Wednesday, May 13, 2009

Lecture: Isabelle Darcy

Please join us for the Speech Research Lab's first summer lab meeting.

Friday, May 15, 2009
Psychology 128
1:30 - 3:00 p.m.

"Category formation and lexical encoding of a new contrast" will be presented by Professor Isabelle Darcy, Department of Second Language Studies, Indiana University.

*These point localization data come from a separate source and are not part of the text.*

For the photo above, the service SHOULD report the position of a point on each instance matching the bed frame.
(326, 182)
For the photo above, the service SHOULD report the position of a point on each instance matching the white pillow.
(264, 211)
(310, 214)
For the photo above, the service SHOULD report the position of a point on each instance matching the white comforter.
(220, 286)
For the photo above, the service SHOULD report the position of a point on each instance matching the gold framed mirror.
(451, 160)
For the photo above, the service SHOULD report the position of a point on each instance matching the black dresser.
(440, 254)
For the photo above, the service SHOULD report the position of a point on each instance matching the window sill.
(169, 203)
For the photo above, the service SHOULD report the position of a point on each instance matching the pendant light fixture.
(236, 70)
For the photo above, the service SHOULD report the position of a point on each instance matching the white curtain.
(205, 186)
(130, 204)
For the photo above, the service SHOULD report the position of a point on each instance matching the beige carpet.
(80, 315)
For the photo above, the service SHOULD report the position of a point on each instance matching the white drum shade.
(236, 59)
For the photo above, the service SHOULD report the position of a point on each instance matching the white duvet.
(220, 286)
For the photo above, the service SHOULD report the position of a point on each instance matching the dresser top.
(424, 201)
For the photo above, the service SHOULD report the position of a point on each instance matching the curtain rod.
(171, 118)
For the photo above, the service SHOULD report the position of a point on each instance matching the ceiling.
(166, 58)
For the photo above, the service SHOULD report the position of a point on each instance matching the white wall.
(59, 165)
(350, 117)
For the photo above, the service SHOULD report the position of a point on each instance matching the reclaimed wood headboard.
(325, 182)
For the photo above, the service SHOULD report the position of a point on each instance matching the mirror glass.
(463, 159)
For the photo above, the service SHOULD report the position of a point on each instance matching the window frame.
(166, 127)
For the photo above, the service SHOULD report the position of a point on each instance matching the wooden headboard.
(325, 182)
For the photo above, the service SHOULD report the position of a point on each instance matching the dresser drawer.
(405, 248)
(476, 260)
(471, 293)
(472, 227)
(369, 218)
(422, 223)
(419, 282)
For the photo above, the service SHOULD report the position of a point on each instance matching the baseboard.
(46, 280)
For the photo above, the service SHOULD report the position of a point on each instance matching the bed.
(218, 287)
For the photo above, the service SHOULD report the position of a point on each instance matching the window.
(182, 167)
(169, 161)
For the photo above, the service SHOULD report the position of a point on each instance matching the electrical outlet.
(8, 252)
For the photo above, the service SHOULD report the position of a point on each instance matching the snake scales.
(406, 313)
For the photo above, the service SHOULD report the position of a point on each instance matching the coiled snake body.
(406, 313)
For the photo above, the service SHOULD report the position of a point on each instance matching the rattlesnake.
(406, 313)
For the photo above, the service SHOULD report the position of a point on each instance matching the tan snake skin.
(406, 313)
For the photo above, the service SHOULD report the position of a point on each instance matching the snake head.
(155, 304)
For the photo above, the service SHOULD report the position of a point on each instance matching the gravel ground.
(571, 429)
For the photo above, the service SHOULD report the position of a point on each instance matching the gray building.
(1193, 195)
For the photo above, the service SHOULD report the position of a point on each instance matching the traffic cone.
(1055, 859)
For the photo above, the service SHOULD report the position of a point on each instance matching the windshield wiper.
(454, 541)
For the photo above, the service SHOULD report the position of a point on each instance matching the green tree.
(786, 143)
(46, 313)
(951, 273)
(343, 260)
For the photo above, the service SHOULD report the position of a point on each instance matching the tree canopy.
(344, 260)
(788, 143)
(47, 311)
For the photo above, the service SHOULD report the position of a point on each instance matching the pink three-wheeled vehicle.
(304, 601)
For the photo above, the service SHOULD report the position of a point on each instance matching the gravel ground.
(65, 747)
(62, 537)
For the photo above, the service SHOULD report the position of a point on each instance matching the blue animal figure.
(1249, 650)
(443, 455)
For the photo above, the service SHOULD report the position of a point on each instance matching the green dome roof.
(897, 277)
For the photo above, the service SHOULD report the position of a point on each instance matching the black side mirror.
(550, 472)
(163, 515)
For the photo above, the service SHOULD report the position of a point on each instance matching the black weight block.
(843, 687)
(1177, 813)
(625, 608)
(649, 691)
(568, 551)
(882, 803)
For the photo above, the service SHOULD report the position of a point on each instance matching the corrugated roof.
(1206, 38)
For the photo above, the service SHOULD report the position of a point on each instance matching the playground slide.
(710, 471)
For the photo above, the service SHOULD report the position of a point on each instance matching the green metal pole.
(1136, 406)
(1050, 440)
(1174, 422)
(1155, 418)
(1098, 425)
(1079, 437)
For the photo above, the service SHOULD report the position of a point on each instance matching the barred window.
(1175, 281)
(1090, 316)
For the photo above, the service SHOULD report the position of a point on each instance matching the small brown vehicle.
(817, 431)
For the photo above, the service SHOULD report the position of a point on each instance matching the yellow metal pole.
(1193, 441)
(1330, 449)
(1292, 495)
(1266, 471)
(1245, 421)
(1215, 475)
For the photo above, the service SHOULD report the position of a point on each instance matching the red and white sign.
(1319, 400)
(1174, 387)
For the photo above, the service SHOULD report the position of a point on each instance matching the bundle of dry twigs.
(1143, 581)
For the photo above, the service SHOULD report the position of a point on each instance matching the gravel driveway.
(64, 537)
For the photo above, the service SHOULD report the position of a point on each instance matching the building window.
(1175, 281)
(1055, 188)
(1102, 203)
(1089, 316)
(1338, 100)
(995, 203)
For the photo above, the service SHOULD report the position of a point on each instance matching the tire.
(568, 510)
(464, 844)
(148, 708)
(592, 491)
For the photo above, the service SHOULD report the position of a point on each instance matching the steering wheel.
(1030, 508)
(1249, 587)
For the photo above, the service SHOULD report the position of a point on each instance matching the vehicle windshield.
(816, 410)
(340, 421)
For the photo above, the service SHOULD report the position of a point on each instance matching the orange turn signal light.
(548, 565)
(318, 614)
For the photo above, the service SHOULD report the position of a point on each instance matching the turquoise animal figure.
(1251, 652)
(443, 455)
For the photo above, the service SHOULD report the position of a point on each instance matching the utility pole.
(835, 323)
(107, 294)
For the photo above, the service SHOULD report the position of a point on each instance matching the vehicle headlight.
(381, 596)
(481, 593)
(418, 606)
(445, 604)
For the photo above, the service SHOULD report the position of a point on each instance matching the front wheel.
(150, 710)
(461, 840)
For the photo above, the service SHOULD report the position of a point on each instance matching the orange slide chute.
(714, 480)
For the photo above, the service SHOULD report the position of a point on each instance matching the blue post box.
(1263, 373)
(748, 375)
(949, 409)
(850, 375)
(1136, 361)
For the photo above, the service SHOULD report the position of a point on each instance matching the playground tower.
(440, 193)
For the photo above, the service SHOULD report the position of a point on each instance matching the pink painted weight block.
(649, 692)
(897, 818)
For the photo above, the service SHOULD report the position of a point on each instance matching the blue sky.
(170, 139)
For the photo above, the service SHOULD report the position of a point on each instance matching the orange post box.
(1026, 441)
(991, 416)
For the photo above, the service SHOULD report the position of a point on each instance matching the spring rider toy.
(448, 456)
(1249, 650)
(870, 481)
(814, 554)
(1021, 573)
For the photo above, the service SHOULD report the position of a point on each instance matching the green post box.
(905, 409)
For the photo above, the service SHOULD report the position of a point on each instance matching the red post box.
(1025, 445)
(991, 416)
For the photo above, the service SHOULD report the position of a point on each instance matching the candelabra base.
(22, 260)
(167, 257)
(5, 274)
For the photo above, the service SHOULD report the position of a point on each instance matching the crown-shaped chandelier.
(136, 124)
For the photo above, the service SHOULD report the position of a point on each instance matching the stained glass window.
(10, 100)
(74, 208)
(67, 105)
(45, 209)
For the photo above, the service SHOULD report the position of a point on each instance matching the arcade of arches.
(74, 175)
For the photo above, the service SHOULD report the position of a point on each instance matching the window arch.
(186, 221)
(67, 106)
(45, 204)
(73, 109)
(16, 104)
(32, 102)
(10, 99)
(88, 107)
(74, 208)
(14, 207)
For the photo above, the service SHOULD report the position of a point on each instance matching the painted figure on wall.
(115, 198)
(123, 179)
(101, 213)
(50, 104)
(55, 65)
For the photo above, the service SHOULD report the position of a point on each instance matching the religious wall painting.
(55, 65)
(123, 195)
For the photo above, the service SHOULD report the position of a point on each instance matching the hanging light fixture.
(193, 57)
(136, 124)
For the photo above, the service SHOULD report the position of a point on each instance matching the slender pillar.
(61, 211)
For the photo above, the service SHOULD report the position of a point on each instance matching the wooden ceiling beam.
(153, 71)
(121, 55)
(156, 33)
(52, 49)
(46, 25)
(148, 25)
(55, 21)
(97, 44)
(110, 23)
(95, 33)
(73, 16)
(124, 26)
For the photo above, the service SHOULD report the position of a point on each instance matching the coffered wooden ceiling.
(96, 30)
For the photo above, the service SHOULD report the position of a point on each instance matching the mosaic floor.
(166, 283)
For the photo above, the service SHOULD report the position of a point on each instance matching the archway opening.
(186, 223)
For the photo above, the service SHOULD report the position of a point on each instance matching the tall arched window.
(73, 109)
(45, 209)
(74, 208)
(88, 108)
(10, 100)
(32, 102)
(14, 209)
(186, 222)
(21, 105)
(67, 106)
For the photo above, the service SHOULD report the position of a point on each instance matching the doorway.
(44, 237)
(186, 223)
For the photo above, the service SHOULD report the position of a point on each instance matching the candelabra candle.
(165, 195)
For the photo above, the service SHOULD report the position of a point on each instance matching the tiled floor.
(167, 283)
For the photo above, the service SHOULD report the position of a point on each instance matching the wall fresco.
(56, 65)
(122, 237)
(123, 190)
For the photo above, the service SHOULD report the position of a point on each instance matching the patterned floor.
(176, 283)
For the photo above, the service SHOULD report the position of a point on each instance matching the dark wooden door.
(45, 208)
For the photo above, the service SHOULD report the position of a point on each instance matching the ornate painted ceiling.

With: Laurent Dekydtspotter, Rex A. Sprouse (Dept. of Second Language Studies); Christiane Kaden, John H. G. Scott (Dept. of Germanic Studies); Vance Schaefer (Dept. of Second Language Studies), Michael McGuire (Dept. of Linguistics).

Abstract:
The question whether category formation is a prerequisite for U.S.-English learners of French to encode a non-native contrast in lexical representations is investigated, looking at front [y-oe] and back [u-o] rounded vowels. An ABX categorization experiment revealed no group difference between advanced and inexperienced learners. Both made significantly more errors than French controls (p<.01) on the [u-y] contrast, despite a good global discrimination (15% error). The possibility that minimal pairs of difficult contrasts (e.g. sourd [sur] deaf vs. sur [syr] sure) are stored as homophones was tested in a lexical decision task with repetition priming. French words and non-words were paired with either themselves (repetition) or a minimal-pair-counterpart (minimal pair) in a 260 item list. Correct RTs were measured for each item. Given a comparable RT-advantage on the repetition and the minimal pair condition, merged lexical representations were assumed. Advanced learners, like native speakers, showed no RT-advantage for minimal pair conditions; inexperienced learners displayed significant facilitation for [u-y] minimal pair (but not [i-y] control condition). This suggests that successful lexical contrast is possible for advanced English-French users despite persistent perception errors-the hallmark of an insecure category establishment-presenting an argument for the dissociation of both mechanisms.